Giving "Experience" Its Own Space
I realized my career history was getting lost, so I split my professional timeline out into a dedicated route. This highlights my day job building frontend portals and real-time clinical workflows for a digital healthcare platform, alongside my older open-source contributions compile testing recovery kernels.

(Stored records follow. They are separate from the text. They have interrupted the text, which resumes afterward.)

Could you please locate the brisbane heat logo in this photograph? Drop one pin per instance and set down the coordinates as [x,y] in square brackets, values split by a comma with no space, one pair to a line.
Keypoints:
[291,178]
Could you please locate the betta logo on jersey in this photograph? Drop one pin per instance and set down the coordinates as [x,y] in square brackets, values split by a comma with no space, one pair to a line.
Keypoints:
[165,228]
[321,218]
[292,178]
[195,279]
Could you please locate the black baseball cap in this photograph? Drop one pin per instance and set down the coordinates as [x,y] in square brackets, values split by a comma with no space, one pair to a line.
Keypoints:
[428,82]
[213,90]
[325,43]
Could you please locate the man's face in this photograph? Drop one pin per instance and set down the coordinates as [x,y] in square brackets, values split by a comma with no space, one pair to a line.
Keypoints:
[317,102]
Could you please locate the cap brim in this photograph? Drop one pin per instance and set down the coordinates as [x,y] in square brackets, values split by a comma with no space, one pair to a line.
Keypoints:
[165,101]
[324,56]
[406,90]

Of course, it wouldn't be a normal release without a silly mistake: I realized right after deploying that I fat-fingered my start date for my current job as May instead of November. Got that fixed quickly before anyone noticed.
Triggering Demos Locally
I wanted to show off my smart lock concept project ("Home Alone"), but because it's more of an interactive concept, a standard external link didn't make sense. I refactored my project card components to accept custom click actions. Now, instead of blindly opening a new browser tab, the card can intercept the action and trigger an inline interactive demo directly on the page. It makes the portfolio feel much less like a static resume and more like a playground.
Wrapping Up
With the sitemaps updated and the SEO foundations in place, the site is feeling a lot more robust. Tomorrow, I think I'll dive deeper into polishing the actual interactions inside that smart lock demo.